Ceph cluster maintenance and related operations
🌐 This document is available in both English and Ukrainian. Use the language toggle in the top right corner to switch between versions. |
The Platform uses the rook-operator
to deploy and manage the openshift-storage
Ceph cluster. This document provides best-practice recommendations for maintaining the Ceph cluster and related operations to ensure system stability and data integrity.
1. Manual deep scrubbing
Disable automatic deep scrubbing after deploying the Platform to avoid performance impact during peak hours. However, periodically running deep scrubbing is critical for verifying object integrity. Learn how to re-enable deep scrubbing, trigger it manually, and run it efficiently.
❗ Run deep scrubbing manually at least once every few weeks, depending on your SLA and data criticality. Schedule it during low-load periods — e.g., weeknights or weekends. No formal maintenance window is required if there’s no impact on critical services. 📌 Avoid PG backlog, where Placement Groups go unchecked for too long.

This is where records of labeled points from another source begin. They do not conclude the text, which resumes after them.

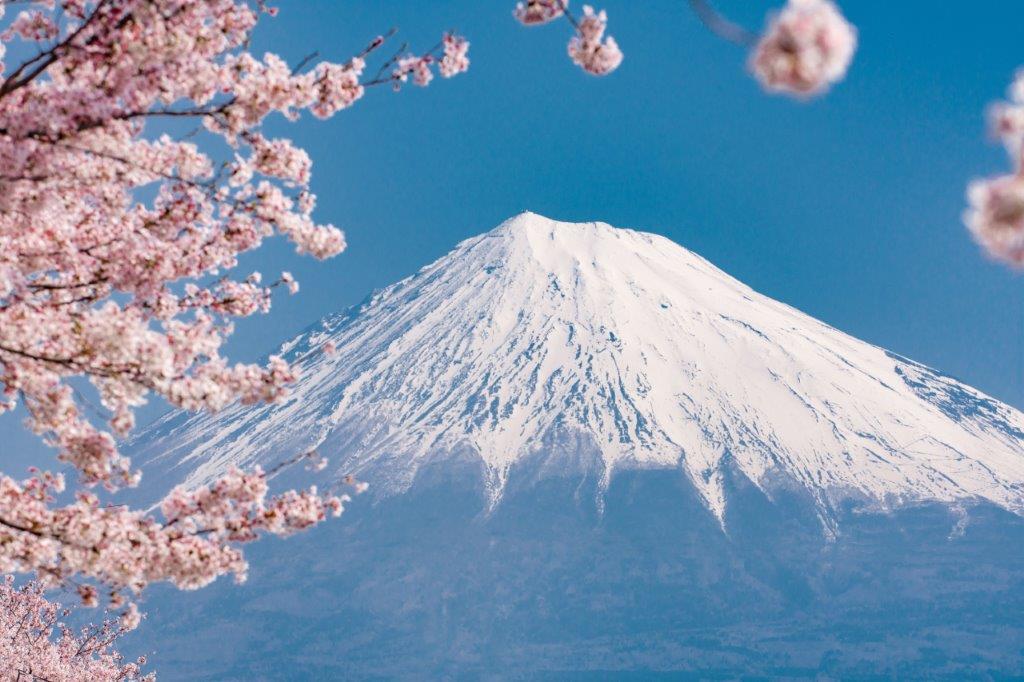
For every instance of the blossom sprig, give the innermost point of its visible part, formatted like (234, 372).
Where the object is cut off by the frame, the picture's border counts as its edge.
(589, 48)
(196, 541)
(117, 251)
(995, 213)
(36, 644)
(806, 47)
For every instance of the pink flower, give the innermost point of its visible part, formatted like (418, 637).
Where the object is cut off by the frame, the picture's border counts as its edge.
(995, 217)
(456, 59)
(807, 47)
(587, 49)
(532, 12)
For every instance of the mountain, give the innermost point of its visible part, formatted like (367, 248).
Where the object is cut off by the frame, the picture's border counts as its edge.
(590, 450)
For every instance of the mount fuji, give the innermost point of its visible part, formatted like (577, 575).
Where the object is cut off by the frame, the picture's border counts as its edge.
(590, 451)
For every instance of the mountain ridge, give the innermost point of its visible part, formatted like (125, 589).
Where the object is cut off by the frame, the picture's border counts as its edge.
(626, 345)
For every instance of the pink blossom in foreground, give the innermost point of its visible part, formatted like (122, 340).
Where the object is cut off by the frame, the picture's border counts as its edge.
(590, 49)
(995, 217)
(36, 645)
(995, 214)
(124, 549)
(117, 257)
(807, 47)
(453, 61)
(456, 59)
(532, 12)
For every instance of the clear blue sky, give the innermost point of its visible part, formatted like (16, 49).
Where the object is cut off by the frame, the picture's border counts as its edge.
(847, 208)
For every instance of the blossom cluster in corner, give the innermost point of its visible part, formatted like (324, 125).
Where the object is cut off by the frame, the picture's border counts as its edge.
(589, 47)
(995, 212)
(117, 255)
(807, 47)
(36, 644)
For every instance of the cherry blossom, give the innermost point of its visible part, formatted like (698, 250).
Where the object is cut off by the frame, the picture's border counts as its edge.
(456, 59)
(807, 47)
(995, 217)
(35, 644)
(118, 249)
(590, 49)
(995, 214)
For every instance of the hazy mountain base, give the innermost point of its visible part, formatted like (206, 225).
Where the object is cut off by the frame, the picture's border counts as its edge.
(426, 585)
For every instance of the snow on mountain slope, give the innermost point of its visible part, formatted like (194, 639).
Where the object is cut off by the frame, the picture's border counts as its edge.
(585, 338)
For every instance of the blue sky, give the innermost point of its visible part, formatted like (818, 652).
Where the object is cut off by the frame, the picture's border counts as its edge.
(847, 208)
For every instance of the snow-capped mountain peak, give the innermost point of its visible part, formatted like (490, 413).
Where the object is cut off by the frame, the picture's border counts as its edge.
(590, 343)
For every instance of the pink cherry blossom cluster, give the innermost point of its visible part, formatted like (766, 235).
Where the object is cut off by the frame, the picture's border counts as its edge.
(807, 47)
(995, 214)
(126, 550)
(539, 11)
(116, 251)
(589, 48)
(35, 644)
(454, 60)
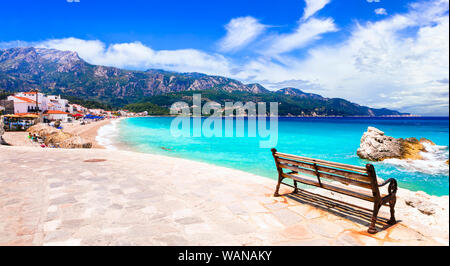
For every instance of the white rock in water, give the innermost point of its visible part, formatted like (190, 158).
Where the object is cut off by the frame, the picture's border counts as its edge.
(376, 146)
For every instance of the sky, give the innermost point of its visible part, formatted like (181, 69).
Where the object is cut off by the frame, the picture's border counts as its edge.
(380, 53)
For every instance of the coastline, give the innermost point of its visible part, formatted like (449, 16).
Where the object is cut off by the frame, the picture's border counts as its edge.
(131, 196)
(88, 132)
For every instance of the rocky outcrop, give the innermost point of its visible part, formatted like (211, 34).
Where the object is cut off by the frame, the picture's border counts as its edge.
(56, 137)
(376, 146)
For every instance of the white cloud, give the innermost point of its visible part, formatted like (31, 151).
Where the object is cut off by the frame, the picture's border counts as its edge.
(378, 65)
(305, 33)
(240, 32)
(137, 55)
(312, 6)
(399, 62)
(380, 11)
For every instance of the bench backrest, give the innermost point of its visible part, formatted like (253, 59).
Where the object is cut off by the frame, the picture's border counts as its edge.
(364, 177)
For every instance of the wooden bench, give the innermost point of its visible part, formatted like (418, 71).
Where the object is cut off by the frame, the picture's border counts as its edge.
(360, 182)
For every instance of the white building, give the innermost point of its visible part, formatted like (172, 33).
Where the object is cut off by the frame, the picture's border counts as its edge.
(96, 111)
(25, 102)
(56, 103)
(54, 115)
(78, 108)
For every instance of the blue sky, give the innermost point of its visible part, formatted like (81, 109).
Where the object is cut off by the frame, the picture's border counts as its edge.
(382, 53)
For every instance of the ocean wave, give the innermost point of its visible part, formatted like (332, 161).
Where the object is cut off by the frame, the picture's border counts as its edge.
(108, 134)
(434, 161)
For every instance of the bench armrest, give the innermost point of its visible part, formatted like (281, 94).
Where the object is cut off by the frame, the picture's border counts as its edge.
(392, 189)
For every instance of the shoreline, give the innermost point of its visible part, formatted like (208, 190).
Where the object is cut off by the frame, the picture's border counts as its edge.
(88, 132)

In large clusters, run daily with limited concurrency ( |
1.1. Enabling deep scrubbing
To start deep scrubbing manually, first remove the nodeep-scrub
flags from all pools and then initiate the necessary Ceph CLI commands from the rook-operator
pod in the openshift-storage
project.
nodeep-scrub
flags from all poolsfor pool in $(ceph --conf=/var/lib/rook/openshift-storage/openshift-storage.config osd pool ls); do
ceph --conf=/var/lib/rook/openshift-storage/openshift-storage.config osd pool set "$pool" nodeep-scrub false
done
ceph --conf=/var/lib/rook/openshift-storage/openshift-storage.config osd pool ls detail
ceph osd --conf=/var/lib/rook/openshift-storage/openshift-storage.config deep-scrub all
# For a specific OSD
ceph osd --conf=/var/lib/rook/openshift-storage/openshift-storage.config deep-scrub 0
# For all pools
for pool in $(ceph --conf=/var/lib/rook/openshift-storage/openshift-storage.config osd pool ls); do
ceph --conf=/var/lib/rook/openshift-storage/openshift-storage.config osd pool deep-scrub "$pool"
done
1.2. Speeding up deep scrubbing when backlog exists
If many PGs are waiting for deep scrubbing, you can speed up the process by:
-
Temporarily increasing the number of concurrent scrubbing processes, up to 4.
OR
-
Extending the maintenance window and running deep scrubbing manually during weeknights.
osd_max_scrubs
to 4ceph config --conf=/var/lib/rook/openshift-storage/openshift-storage.config set osd osd_max_scrubs 4
After the operation, revert ➡️ See more in Concurrent scrubbing settings. |

2. Monitoring scrubbing status
Use this section to monitor the health and performance of the scrubbing process. You’ll learn how to check cluster-wide scrubbing status, track deep scrubbing execution, and review Placement Group logs. These steps help you detect issues early and maintain data consistency.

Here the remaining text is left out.